Yep… I read a book. I don’t read a ton of books or listen to a ton of podcasts. When I do read, I try to read something that isn’t as well known and not popular in the investing community today.
The book is written shortly after the crash of 1987. It goes through the biggest financial busts in history. All the way back to the Tulip-mania to the South Sea Bubble to the Crash of 1929. I found it almost therapeutic to hear the stories of the previous generations making similar mistakes with a slight twist. Each boom and bust a little different than the last. The commonality is the current generations belief that their version of financial engineering is better than the last. It’s absolutely fascinating how humans can make such similar mistakes and not learn. I can’t help but think of the current Cryptocurrency and Blockchain mania. Some of the characters presenting investment ideas make my skin crawl. And the ones that don’t are bursting at the seam with dissonance. But I digress…
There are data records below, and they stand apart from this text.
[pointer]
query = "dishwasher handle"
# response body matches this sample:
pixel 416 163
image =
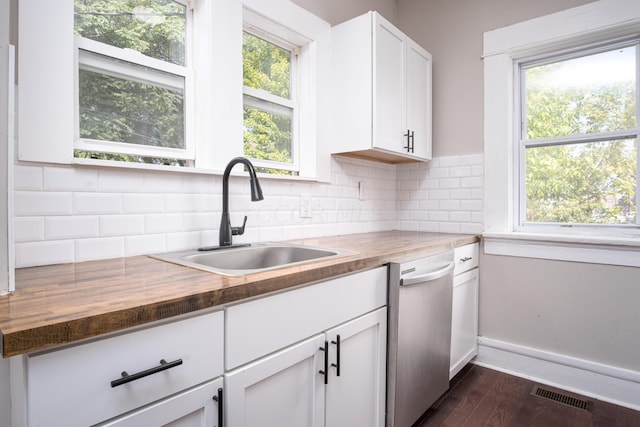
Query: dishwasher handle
pixel 427 277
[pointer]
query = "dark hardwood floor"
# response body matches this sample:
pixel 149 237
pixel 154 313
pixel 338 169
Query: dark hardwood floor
pixel 483 397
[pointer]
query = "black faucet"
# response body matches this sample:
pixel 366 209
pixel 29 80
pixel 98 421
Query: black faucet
pixel 226 230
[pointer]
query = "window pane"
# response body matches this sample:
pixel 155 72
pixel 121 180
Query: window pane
pixel 266 66
pixel 267 133
pixel 156 28
pixel 588 183
pixel 595 93
pixel 124 110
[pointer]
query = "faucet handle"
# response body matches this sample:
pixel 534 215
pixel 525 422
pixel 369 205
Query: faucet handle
pixel 239 231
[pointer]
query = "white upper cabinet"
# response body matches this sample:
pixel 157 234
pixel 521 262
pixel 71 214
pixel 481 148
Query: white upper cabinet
pixel 381 84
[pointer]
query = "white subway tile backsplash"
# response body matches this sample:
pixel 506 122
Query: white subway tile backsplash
pixel 144 244
pixel 121 225
pixel 454 199
pixel 70 214
pixel 28 229
pixel 99 248
pixel 119 181
pixel 184 240
pixel 163 223
pixel 162 183
pixel 70 227
pixel 96 203
pixel 42 253
pixel 70 179
pixel 142 203
pixel 28 177
pixel 34 203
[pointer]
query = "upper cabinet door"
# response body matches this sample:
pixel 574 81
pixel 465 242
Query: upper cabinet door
pixel 388 77
pixel 418 94
pixel 381 88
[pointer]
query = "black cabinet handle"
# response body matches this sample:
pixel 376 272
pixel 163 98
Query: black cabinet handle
pixel 337 364
pixel 218 399
pixel 325 372
pixel 126 378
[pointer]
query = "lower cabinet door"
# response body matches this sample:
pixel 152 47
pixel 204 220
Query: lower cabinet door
pixel 356 397
pixel 285 389
pixel 197 407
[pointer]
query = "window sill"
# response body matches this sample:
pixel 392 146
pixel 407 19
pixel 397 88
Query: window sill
pixel 623 251
pixel 179 169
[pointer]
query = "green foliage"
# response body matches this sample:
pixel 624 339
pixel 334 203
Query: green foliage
pixel 266 66
pixel 125 110
pixel 113 109
pixel 267 136
pixel 591 182
pixel 155 28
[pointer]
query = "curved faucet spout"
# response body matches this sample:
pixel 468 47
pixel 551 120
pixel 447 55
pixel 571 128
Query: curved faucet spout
pixel 226 230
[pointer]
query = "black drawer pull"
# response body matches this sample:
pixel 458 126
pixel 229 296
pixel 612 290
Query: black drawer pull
pixel 126 378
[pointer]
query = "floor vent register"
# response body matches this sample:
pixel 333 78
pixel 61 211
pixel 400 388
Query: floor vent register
pixel 562 398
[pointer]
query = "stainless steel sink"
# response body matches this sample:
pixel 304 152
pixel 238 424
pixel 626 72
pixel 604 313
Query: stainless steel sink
pixel 254 258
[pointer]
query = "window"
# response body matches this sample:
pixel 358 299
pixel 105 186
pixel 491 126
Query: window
pixel 132 80
pixel 269 70
pixel 547 138
pixel 578 156
pixel 156 82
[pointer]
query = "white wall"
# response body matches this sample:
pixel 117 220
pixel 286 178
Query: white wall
pixel 451 30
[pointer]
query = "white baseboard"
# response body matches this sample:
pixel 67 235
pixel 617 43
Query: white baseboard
pixel 603 382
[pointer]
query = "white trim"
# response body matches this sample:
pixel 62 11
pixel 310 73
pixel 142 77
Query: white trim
pixel 623 252
pixel 7 98
pixel 603 382
pixel 597 21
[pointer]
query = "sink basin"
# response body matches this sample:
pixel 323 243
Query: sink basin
pixel 254 258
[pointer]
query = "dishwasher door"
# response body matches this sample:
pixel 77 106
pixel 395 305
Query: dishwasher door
pixel 420 298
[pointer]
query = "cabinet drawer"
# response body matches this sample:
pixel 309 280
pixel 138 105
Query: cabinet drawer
pixel 466 258
pixel 73 386
pixel 262 326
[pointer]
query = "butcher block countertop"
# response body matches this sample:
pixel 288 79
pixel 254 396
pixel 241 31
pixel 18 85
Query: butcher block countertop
pixel 61 304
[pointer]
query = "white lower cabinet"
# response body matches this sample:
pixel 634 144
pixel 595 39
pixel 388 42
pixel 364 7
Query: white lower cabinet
pixel 158 372
pixel 334 379
pixel 464 313
pixel 197 407
pixel 356 397
pixel 284 354
pixel 283 389
pixel 312 356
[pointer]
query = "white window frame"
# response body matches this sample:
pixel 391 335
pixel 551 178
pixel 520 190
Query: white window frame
pixel 589 24
pixel 46 111
pixel 271 32
pixel 164 78
pixel 520 224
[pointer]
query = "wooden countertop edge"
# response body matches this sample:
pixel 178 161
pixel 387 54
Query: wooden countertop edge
pixel 53 334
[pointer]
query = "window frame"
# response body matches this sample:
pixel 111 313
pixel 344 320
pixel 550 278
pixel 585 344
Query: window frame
pixel 522 142
pixel 114 69
pixel 46 113
pixel 288 40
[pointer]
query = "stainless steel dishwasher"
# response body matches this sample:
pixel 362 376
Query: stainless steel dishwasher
pixel 420 294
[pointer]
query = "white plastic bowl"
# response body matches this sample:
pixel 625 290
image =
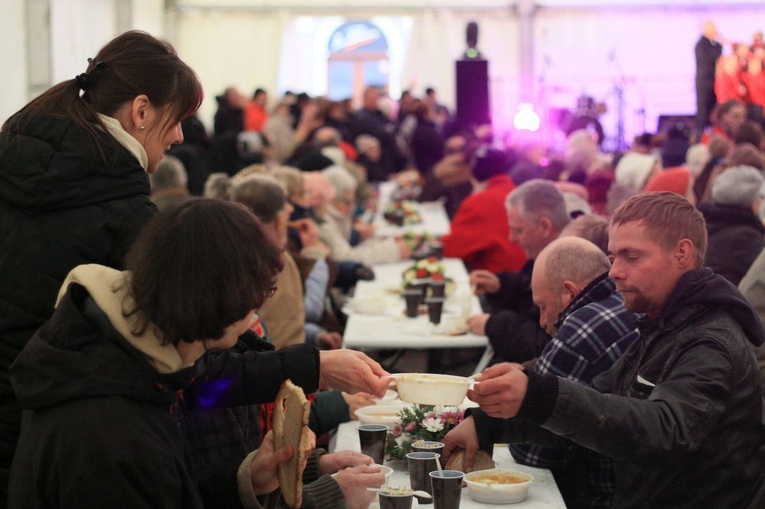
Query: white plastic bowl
pixel 380 414
pixel 498 493
pixel 431 389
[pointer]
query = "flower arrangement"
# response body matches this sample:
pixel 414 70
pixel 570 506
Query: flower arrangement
pixel 420 422
pixel 402 212
pixel 427 268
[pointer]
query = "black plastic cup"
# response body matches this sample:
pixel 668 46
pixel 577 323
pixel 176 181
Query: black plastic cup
pixel 412 298
pixel 428 446
pixel 446 488
pixel 422 285
pixel 372 439
pixel 397 499
pixel 438 288
pixel 435 308
pixel 420 465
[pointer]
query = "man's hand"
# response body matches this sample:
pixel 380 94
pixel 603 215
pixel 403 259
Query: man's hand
pixel 263 466
pixel 356 401
pixel 365 229
pixel 477 323
pixel 501 390
pixel 352 371
pixel 462 437
pixel 329 340
pixel 354 483
pixel 484 282
pixel 331 463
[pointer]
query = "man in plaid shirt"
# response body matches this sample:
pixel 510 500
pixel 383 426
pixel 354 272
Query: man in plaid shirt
pixel 590 328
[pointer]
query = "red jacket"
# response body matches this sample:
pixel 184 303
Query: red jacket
pixel 479 230
pixel 755 88
pixel 255 117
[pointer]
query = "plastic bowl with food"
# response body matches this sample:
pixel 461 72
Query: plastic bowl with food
pixel 380 414
pixel 431 389
pixel 498 486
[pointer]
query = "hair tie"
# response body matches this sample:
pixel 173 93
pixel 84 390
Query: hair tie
pixel 96 62
pixel 83 81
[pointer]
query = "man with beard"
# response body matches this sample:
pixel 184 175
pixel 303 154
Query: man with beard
pixel 680 413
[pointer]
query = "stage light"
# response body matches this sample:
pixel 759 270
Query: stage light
pixel 526 119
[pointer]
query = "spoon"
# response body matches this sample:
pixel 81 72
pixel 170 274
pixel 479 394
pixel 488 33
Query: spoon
pixel 416 493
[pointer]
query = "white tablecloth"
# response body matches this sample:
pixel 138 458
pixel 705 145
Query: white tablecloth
pixel 389 328
pixel 543 493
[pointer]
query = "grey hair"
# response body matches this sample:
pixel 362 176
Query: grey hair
pixel 170 173
pixel 738 186
pixel 540 198
pixel 589 227
pixel 341 180
pixel 574 259
pixel 264 195
pixel 218 185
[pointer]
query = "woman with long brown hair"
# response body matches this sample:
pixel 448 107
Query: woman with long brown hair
pixel 74 187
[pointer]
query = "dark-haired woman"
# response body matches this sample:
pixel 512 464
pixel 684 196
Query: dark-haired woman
pixel 74 187
pixel 99 381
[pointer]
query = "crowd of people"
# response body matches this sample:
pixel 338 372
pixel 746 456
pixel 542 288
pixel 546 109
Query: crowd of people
pixel 623 293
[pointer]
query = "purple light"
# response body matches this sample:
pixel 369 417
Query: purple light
pixel 526 119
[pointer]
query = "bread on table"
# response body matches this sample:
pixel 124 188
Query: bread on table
pixel 290 423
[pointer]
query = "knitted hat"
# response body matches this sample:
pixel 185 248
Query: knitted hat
pixel 675 180
pixel 365 141
pixel 739 185
pixel 633 169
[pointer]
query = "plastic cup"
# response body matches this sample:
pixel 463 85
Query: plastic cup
pixel 420 465
pixel 372 439
pixel 412 298
pixel 396 499
pixel 435 308
pixel 422 285
pixel 428 446
pixel 446 488
pixel 438 288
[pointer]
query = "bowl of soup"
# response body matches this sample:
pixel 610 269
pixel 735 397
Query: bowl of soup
pixel 498 486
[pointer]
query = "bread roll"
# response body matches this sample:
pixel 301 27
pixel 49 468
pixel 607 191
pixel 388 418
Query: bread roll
pixel 483 461
pixel 290 423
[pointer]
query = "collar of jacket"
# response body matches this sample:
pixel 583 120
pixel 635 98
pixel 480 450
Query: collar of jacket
pixel 108 288
pixel 114 128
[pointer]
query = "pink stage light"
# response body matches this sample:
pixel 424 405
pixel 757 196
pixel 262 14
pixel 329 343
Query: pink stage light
pixel 526 119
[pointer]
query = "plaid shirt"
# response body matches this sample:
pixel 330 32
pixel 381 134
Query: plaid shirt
pixel 593 332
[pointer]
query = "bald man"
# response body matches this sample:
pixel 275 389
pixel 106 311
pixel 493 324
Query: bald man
pixel 590 328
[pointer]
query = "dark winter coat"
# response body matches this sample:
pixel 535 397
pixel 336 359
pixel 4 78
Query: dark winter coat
pixel 64 201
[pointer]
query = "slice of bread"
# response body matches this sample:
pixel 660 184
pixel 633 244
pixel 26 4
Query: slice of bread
pixel 483 461
pixel 290 423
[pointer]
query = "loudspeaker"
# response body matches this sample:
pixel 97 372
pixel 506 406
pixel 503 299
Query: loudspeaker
pixel 472 93
pixel 666 122
pixel 471 34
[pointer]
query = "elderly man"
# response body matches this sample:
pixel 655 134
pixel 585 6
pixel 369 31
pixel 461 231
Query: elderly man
pixel 536 214
pixel 680 413
pixel 590 328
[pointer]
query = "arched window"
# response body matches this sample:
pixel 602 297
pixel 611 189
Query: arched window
pixel 358 58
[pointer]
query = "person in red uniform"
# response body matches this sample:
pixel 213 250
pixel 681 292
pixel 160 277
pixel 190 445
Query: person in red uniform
pixel 255 114
pixel 479 231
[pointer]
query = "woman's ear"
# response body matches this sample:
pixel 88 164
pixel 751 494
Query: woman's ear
pixel 141 112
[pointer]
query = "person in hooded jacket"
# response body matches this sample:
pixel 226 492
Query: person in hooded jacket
pixel 733 222
pixel 74 187
pixel 680 413
pixel 100 381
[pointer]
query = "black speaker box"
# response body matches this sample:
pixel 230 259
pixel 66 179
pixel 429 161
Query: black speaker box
pixel 666 122
pixel 473 93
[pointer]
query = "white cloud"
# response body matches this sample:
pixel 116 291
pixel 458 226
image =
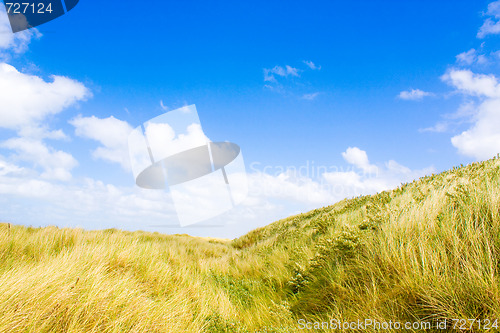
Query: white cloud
pixel 491 26
pixel 330 187
pixel 359 158
pixel 110 132
pixel 482 140
pixel 269 74
pixel 473 84
pixel 292 71
pixel 26 99
pixel 413 94
pixel 311 96
pixel 311 65
pixel 467 58
pixel 373 179
pixel 18 42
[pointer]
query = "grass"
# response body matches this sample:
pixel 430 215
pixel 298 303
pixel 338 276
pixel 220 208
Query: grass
pixel 426 251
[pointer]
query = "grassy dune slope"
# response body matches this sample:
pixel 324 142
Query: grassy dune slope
pixel 428 250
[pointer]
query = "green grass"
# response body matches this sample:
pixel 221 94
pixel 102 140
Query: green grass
pixel 426 251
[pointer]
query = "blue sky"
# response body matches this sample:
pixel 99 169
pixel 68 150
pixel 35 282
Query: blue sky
pixel 344 85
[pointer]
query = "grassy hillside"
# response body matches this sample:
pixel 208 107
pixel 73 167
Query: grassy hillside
pixel 426 251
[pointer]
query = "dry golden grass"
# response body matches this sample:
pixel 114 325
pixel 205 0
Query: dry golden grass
pixel 427 251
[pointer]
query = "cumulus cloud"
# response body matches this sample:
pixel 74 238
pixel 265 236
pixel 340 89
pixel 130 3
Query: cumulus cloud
pixel 473 84
pixel 311 96
pixel 359 158
pixel 331 186
pixel 482 139
pixel 491 25
pixel 110 132
pixel 312 65
pixel 413 94
pixel 373 178
pixel 269 74
pixel 467 58
pixel 26 99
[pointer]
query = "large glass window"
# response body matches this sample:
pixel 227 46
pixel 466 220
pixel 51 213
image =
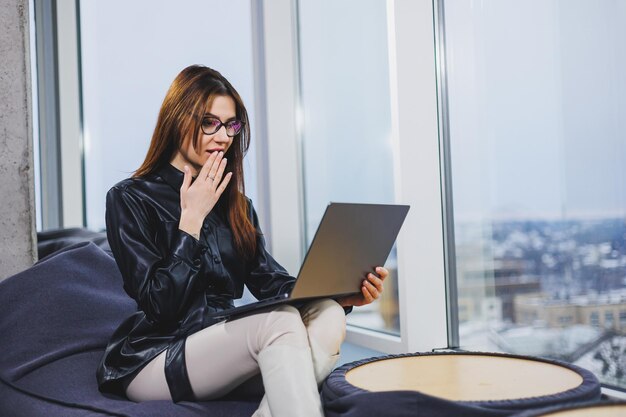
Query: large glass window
pixel 346 129
pixel 536 99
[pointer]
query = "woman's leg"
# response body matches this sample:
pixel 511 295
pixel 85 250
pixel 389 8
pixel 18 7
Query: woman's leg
pixel 325 322
pixel 226 354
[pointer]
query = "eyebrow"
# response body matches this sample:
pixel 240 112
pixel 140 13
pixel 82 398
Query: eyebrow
pixel 207 114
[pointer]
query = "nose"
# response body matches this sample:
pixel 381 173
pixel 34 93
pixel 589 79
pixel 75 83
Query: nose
pixel 220 135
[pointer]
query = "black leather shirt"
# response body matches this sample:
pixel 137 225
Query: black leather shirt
pixel 176 280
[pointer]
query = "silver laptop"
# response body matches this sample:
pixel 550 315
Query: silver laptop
pixel 350 241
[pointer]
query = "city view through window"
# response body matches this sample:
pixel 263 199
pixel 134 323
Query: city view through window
pixel 555 289
pixel 536 99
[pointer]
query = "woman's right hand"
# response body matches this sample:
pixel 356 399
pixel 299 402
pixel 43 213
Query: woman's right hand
pixel 198 199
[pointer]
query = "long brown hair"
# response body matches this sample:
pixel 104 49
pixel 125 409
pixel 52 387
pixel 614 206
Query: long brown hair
pixel 191 93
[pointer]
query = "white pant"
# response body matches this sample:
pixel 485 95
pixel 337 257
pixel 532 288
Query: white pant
pixel 224 355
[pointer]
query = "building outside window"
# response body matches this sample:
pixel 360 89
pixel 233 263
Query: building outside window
pixel 535 99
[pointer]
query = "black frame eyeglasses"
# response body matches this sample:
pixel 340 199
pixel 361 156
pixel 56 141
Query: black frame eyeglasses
pixel 210 125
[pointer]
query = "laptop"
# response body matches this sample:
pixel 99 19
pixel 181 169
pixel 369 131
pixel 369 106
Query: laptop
pixel 350 241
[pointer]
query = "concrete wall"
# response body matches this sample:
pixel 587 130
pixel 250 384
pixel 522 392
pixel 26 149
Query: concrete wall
pixel 17 213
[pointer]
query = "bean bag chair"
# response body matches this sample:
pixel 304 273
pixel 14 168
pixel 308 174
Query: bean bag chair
pixel 601 409
pixel 57 317
pixel 341 398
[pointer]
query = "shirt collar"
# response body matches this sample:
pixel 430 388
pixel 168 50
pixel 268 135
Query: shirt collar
pixel 172 176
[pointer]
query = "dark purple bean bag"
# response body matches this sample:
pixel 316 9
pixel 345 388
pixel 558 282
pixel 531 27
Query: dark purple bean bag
pixel 57 317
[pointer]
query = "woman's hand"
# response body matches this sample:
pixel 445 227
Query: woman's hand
pixel 198 199
pixel 371 289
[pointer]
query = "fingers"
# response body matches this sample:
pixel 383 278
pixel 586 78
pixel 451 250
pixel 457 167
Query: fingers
pixel 224 184
pixel 371 291
pixel 186 179
pixel 220 172
pixel 206 168
pixel 375 282
pixel 367 296
pixel 382 272
pixel 217 162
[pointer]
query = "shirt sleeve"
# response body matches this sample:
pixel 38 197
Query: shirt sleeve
pixel 266 277
pixel 160 264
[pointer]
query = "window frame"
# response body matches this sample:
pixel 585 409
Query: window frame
pixel 417 167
My favourite passage from the book:
Let it be emphasized once more, and especially to anyone inclined to a personally rewarding skepticism in these matters: for practical purposes, the financial memory should be assumed to last, at a maximum, no more than 20 years. This is normally the time it takes for the recollection of one disaster to be erased and for some variant on previous dementia to come forward to capture the financial mind. It is also the time generally required for a new generation to enter the scene, impressed, as had been its predecessors, with its own innovative genius. Thus impressed, it becomes bemused by the two further influences operating in this world that are greatly seductive of error. The first, as sufficiently noted, is the ease with which any individual, on becoming affluent, attributes his good fortune to his own superior acumen. And there is the companion tendency of the many who live in more modest circumstances to presume an exceptional mental aptitude in those who, however evanescently, are identified with wealth. Only in the financial world is there such an efficient design for concealing what, with the passage of time, will be revealed as self- and general delusion.
I have only been at this investing thing for 10 or 11 years, but I can count some minor and major bubbles in my short experience.
- US real estate
- Hard Commodity “Supercycle”
- Emerging Markets
- Precious Medals due to USD weakness and something about a fiat currency or gold standard or Chinese buying or something
- Rare Earth Elements – some of these turned out to be good investments
- Platform companies
- Anything Saas
- Crypto things
- Canadian Real Estate, particularly Toronto and Vancouver – TBD I guess
The takeaway is to avoid getting swept up in these bubbles. It’s simply amazing how much wealth you can generate if your winners compound at 20% for several years and your losers only cost you 10-15%. The net return over 20-30 years (as long as you start with a decent slug of capital) is enough to finance a modest retirement.
The book is relatively short and quite easy to read. I would recommend it to anyone interested a quick history lesson on our previous mistakes. I think it is a good book for someone who has just gotten interested in growing their capital and is willing to learn from others.